Bra Daniel, vet du, jag ska faktiskt träffa Hattie och fråga honom hur han ser på detta. Jag har inte läst hans bok, bara sammanfattningarna och för mig är den viktigaste slutsatsen att lärarna måste sluta arbeta ensamt utan få feedback på sin stil. Men jag ska höra med honom om det är brist på forskning eller brist på bevis som gör att han säger som han gör, Tack!
Roligt att få träffa honom live. Antar att han är en väldigt upptagen man. Pumpa honom på så mycket du kan, som berör dina områden. Jag fick en förstelärartjänst i somras (10% av tjänsten). Den har jag utformat så att jag gör lektionsobservationer hos kollegor. Vi diskuterar den observerade lektionen och läraren får både muntlig och skriftlig feedback. Skolinspektionen har ett observationsprotokoll som jag har i bakhuvudet, utan att explicit följa. Berätta gärna vad träffen med Hattie gav.

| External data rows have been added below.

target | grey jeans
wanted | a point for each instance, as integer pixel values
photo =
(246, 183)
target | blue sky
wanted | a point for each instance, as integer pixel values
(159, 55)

Intressant och välskriven artikel, Anna. Själv läser jag “pedagogguden” John Hatties senaste bok, “Synligt lärande för lärare”. I den hänvisar han till metastudier (totalt 50 000 artiklar och 240 miljoner elever) och kvantifieringar av effekter av olika påverkansfaktorer i undervisningen. En slutsats han drar är att det inte finns vetenskapliga belägg för att anpassning till inlärningsstilar har någon större effekt. Jag brukar vara skeptisk till pedagogisk forskning, eftersom urvalet ofta är litet och att det därför är svårt att dra generella slutsatser. Metastudier av Hatties slag kan givetvis kritiseras, men tillför något som jag inte tidigare sett mycket av. Hur ser du på det hela Anna?